The School of Materials Science and Engineering (MSE) provides a vibrant and nurturing environment for staff and students to carry out inter-disciplinary research in key areas such as Computational Materials Science, Characterisation Materials Science, Defence Composite Materials, Functional Composite Materials, Energy, Nanomaterials, Low Dimensional Materials, Biomaterials Materials, Biological Materials, Bioinspired Materials and Sustainable Materials.
The job is for automated high-throughput experimentation and robotic development, running AI-driven automated worklows for thin film development, electrical and opto-electronic characterization as well as device applications. The RF will be responsible for building a fully automated robotic platform to execute the scientific goals laid out in the project, with multi-layer perovskite film deposition and crystallization, followed by rapid characterization to create a database (primarily building upon the SpinBot system we have purchased from SciPrios: https://www.sciprios.de/lab-automation/spincoating-robots/ ). The RF is also expected to execute optimization algorithms developed by the team to identify relevant regions of interest in the input parameter space. Python programming, database management and robotic interfacing (both with robots and electrical and mechanical equipment) is necessary for this job.
The work is critical in the goal of materials-by-design, especially considering sparse, yet well-labelled materials science datasets. The work performed here will continue to maintain NTU’s leadership in the space of AI for materials science, especially with digital discovery and data-driven learning being pioneering areas of research.
Key Responsibilities:
The Research Fellow is expected to work in the space of High-Throughput experimentation and automated robotics for synthesis, thin film deposition and electrical and opto-electronic characterization. Specifically, the RF is expected to work on the following areas of research:
- Building a self-driving lab with robots, spin-coater and/or doctor blade coating systems, integrated with sample transfer and electrical and opto-electronic characterization.
- Operating and maintaining the robotic systems and working with protocols, interfacing with characterization equipment, environmental chambers, and a data management system.
- Execute optimization algorithms that allow for fully automated experimentation, working closely with other members of the team.

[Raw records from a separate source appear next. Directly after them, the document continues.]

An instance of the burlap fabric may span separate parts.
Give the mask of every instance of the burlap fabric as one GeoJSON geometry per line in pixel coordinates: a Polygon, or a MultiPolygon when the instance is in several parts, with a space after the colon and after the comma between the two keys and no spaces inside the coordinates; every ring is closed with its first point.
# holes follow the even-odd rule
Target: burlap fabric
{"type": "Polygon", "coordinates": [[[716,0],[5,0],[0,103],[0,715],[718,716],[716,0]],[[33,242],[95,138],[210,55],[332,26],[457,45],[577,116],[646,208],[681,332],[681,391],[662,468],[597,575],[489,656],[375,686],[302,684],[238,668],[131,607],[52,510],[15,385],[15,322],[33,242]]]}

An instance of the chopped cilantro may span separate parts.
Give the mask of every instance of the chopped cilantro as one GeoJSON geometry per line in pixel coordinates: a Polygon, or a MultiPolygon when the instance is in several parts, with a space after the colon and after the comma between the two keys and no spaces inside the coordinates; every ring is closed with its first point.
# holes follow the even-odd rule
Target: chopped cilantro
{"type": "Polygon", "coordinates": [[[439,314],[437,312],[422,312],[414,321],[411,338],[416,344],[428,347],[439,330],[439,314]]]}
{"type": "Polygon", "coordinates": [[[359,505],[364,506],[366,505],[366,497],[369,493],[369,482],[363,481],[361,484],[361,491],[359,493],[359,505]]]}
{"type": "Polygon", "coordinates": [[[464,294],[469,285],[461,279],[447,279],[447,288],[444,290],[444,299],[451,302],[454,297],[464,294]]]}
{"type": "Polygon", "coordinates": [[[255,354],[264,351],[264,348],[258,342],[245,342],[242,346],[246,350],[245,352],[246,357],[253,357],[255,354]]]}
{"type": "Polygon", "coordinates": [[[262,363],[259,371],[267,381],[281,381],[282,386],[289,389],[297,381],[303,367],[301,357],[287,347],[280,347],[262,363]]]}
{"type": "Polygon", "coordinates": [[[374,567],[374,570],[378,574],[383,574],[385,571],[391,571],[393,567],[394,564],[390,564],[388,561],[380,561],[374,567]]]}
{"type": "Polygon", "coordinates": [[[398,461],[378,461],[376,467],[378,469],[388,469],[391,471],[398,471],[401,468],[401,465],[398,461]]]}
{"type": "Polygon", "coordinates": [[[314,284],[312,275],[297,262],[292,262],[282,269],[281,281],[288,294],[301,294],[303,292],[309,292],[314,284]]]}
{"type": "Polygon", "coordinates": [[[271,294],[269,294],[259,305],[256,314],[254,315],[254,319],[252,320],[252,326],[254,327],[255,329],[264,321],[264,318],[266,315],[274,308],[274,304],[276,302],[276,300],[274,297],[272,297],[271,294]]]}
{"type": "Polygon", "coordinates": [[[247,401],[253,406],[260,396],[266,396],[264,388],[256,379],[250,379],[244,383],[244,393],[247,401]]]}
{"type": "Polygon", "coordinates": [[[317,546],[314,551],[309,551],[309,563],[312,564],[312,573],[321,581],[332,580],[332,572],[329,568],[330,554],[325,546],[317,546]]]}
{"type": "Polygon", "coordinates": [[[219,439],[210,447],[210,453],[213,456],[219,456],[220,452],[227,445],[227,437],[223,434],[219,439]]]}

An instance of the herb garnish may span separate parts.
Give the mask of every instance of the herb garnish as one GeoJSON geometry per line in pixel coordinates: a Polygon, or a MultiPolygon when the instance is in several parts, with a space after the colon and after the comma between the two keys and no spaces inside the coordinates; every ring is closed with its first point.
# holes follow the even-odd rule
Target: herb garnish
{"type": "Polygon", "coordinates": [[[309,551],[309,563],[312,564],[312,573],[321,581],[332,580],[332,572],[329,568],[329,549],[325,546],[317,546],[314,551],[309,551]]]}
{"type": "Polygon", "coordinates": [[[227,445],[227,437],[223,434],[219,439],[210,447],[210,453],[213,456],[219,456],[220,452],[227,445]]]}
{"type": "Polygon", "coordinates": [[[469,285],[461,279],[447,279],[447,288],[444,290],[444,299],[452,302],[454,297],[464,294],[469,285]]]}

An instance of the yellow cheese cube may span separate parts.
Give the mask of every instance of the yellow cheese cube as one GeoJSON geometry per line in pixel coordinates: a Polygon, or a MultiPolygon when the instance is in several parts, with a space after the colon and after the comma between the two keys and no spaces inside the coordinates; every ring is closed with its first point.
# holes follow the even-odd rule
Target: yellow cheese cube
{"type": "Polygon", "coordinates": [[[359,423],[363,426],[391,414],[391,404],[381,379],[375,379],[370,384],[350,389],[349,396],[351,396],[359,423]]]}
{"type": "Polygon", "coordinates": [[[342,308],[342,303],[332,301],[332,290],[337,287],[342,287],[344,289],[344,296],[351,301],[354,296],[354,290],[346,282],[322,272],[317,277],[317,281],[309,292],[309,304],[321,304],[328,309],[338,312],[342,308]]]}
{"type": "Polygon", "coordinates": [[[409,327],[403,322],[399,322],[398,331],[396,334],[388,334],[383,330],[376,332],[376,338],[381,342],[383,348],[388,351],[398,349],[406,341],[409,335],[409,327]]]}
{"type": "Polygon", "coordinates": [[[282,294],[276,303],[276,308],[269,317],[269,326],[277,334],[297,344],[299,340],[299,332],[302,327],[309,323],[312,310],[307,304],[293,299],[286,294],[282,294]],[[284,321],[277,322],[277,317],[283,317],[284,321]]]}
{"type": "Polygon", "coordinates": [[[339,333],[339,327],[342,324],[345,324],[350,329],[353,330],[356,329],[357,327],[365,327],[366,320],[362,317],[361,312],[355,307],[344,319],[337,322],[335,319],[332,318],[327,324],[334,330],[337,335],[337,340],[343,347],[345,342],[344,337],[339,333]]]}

- To assist in the creation and maintenance as well as performance of experiments in a self-driving thin film lab along with driving the scientific goals of the project, hypothesis generation and working closely with a 4-member PhD team.
Job Requirements:
- PhD degree in materials science, physics, chemistry, electrical engineering and/or related field
- Strong previous experience in building and assembling robotic systems, especially in materials research is critical.
- Experience in solution-based materials deposition is necessary, especially in halide-perovskite based systems.
- Skills and experience in quantitative research, robotics and electrical characterization and interfacing.
- Expertise in materials characterization techniques is necessary.
- Good analytical and academic writing skills
- Must also be informed in data management
- A good team player with effective communication skills and the ability to work closely with faculty, staff and external collaborators
- Good project management skills
- Entry level candidates are welcome to apply
We regret to inform that only shortlisted candidates will be notified.